The ID.1 is being pitched as an all-electric alternative for the Polo and will sit under the ID.3 on a new, smaller platform. Plans for its launch have been delayed, however, with VW now focusing its efforts on the new ID.Buzz minibus.
The hatchback is expected to play a key role in VW’s latest expectation for EVs to make up 70 percent of its European sales by 2030, given the continued popularity of the B-segment in Europe.
VW recently announced its new battery factory in Sagunto, Spain will begin construction in early 2023. The plant could be the firm’s hub of production for batteries for its ID range along with electric cars from elsewhere in the VW Group family.
Once the ID.1 is on the market, it’ll be joined by a new B-segment crossover based on the same underpinnings, potentially called the ID.2. However, this crossover’s existence is entirely dependent on Volkswagen meeting its targets with the ID.1’s development costs.
New Volkswagen ID.1: platform and powertrain
Official details on Volkswagen’s Polo-sized electric hatchback are still thin on the ground but, executives have dropped a few hints about what the future could hold.
In 2019, SEAT was appointed by Volkswagen to lead the development of the two entry-level MEB cars. Former technical development boss Axel Andorff (who is now in charge of Skoda’s MEB product line), told Auto Express that it would make sense for the project to deliver similar packaging gains as the ID.3, potentially producing small electric superminis with the same space inside as a Golf.
Andorff told Auto Express, “If you set up a totally new platform, why shouldn’t you use the advantages of this platform?” However, he added that the project would need to make significant savings over the MEB platform to make the finished cars financially viable.
“Nobody can do this on their own,” he said. “We’re relying on the experiences that the team already has from MEB. But we also know that just a little improvement of the MEB, on costs and so on, will not be sufficient for what we need for a small battery-electric vehicle.”
Volkswagen has since taken responsibility for the development of the MEB entry-level cars back from SEAT.
Similarly Former VW Group technical development boss Dr Frank Welsch (now head of group quality management and strategy), previously revealed to Auto Express how costs would be king in the development of smaller cars on the MEB platform.

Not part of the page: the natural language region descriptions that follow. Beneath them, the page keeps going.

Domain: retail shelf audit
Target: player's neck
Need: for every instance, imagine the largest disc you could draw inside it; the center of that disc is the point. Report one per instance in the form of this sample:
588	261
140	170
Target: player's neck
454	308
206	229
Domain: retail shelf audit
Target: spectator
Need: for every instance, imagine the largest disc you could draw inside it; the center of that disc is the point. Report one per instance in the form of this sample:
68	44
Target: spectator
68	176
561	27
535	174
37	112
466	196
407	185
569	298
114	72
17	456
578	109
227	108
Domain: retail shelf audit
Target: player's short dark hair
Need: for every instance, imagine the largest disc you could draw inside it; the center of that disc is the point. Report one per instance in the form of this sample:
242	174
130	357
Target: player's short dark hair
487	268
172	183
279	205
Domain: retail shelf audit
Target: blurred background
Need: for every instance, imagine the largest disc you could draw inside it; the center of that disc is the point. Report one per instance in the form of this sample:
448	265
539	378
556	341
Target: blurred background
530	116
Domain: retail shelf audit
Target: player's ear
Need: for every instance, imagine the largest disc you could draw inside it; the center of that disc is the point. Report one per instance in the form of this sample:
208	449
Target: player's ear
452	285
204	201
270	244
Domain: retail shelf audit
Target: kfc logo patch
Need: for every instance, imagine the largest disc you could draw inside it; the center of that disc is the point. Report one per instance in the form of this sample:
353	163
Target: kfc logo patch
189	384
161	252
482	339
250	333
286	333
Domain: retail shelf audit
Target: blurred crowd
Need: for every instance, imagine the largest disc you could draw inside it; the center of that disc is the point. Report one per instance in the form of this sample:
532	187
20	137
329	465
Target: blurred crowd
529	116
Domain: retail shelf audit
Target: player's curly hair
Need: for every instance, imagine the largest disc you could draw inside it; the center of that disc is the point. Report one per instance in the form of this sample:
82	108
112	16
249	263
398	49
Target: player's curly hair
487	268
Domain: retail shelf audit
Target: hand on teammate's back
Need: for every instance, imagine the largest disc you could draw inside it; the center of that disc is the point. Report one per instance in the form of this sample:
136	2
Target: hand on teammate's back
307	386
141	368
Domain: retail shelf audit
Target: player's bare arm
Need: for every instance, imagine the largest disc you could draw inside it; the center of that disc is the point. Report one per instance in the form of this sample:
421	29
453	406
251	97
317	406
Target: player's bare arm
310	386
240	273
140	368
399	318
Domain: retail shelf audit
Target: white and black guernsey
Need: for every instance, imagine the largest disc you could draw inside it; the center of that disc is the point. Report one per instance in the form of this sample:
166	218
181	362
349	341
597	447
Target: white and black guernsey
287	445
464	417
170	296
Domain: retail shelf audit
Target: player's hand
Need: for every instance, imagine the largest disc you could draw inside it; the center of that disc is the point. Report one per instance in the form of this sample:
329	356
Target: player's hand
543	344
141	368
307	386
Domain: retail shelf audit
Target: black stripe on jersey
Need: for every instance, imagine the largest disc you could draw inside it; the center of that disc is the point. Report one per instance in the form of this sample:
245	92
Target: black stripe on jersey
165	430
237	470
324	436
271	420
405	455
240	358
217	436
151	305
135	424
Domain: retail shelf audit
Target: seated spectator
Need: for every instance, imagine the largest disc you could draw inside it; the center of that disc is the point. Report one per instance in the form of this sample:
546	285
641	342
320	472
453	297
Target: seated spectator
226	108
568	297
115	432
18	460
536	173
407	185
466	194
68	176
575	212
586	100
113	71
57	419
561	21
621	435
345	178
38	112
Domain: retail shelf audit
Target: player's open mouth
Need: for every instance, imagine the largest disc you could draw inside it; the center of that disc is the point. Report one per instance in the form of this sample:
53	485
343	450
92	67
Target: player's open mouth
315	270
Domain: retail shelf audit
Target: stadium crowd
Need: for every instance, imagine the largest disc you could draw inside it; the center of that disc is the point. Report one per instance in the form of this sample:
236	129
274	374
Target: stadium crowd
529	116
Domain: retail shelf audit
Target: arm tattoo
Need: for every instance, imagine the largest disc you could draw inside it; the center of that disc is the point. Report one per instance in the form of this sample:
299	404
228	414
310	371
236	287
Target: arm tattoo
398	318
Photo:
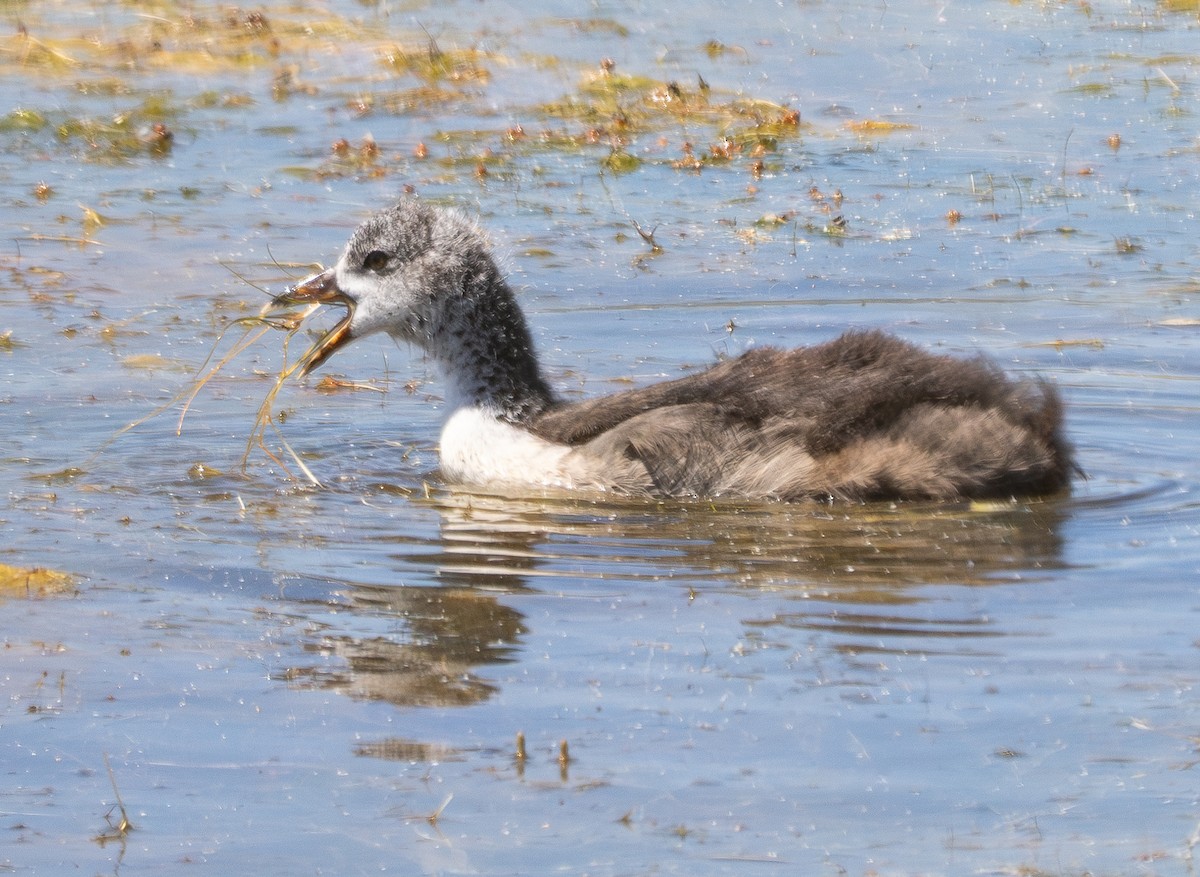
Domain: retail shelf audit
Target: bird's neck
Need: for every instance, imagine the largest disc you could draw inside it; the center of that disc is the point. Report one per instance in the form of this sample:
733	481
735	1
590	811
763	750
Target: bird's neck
486	355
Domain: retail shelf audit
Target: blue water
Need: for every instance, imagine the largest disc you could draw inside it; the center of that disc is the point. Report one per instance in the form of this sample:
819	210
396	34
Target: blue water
294	679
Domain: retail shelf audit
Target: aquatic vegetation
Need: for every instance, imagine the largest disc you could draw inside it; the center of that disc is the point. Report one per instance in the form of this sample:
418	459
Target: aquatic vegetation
34	582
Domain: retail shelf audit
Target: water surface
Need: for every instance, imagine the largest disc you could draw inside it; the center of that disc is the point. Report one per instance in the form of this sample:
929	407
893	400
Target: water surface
297	679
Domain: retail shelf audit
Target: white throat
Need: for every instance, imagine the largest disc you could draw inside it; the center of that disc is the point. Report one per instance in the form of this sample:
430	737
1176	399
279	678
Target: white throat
481	449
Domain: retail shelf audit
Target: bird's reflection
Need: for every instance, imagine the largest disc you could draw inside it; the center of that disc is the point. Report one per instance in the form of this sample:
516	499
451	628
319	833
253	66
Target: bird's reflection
856	571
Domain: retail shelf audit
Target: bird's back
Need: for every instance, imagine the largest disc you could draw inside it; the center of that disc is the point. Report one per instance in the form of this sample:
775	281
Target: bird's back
863	416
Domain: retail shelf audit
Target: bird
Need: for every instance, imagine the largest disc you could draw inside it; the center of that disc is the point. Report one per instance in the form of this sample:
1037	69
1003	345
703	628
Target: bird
864	416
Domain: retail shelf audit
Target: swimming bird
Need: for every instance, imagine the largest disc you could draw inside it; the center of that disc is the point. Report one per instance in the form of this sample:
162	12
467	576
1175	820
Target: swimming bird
861	418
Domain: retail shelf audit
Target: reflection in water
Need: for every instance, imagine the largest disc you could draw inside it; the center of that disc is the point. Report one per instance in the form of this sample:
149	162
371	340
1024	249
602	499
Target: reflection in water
834	569
443	634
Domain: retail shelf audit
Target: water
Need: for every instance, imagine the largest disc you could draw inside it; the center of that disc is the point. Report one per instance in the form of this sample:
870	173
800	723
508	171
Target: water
299	679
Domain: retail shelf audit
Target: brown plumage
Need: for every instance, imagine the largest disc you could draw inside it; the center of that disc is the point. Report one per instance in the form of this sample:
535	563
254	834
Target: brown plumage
863	416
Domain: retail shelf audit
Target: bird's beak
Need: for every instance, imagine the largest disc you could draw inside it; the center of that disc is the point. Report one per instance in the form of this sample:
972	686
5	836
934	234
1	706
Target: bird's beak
322	289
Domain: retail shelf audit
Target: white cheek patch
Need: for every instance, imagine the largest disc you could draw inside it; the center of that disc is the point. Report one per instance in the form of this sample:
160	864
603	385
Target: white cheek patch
372	312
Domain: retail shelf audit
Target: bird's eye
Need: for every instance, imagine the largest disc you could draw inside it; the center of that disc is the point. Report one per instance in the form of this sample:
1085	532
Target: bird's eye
376	260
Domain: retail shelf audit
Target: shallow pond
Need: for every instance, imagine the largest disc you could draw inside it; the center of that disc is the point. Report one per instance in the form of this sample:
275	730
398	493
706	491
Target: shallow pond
213	665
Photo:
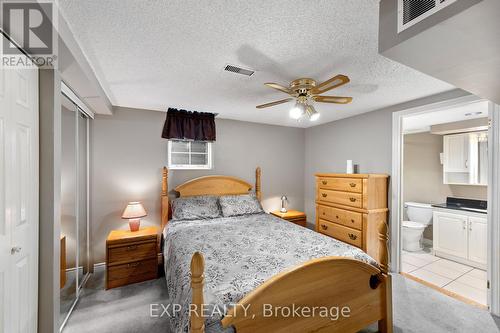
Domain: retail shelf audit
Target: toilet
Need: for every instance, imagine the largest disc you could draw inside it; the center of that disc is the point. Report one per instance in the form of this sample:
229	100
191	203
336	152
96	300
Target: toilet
420	216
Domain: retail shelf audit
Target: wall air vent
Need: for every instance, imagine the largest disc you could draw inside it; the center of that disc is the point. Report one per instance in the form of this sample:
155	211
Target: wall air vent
411	12
238	70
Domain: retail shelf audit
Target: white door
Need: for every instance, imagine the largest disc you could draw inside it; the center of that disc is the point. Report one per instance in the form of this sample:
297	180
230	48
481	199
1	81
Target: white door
478	239
456	153
450	234
18	200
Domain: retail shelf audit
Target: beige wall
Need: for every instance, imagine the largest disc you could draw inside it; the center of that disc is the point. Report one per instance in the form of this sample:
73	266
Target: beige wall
366	139
423	173
127	154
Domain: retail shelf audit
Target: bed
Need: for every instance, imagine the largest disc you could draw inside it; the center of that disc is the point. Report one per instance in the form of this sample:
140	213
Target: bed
258	273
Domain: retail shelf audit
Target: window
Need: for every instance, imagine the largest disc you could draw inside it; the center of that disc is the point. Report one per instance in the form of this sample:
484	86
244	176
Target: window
191	155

He said: “Every two or three years, we see improvements in battery technology and electrochemistry. If we speak about [a smaller] MEB entry, I don’t think it will happen before 2023 – and there will be at least some improvements by then.
“But if you go for a smaller concept, where they don’t need a range of 500km, or where they could never afford a battery capacity of 80kWh, for example, it could be a possibility – especially when you keep in mind it should improve over the next three years.
“We are happy with the tech we have for the first wave of ID. – and now we’re looking again at how we could bring the costs down. It’s no use going down from Golf-size to Polo-size, and then saying: ‘We’ve saved 50 euros on the bare chassis.’ We have to look across everything. Could we offer it with a smaller motor? It’s a smaller car, and you can get a Polo with lower-powered engines than you can get in a Golf.”
However, despite a focus on lower-powered batteries and less potent motors, Welsch didn’t rule out the possibility of offering a longer-range version of the ID.1. He said: “Because it’s part of MEB, we can still have larger capacities [of battery].
“We wouldn’t need to stop at 40kWh, for example – if I have the space between the axles, I can use it. So even with a smaller wheelbase I could imagine going for, say, 60kWh, because we know from the Polo that some customers of that size of vehicle do want to go for longer journeys as well.”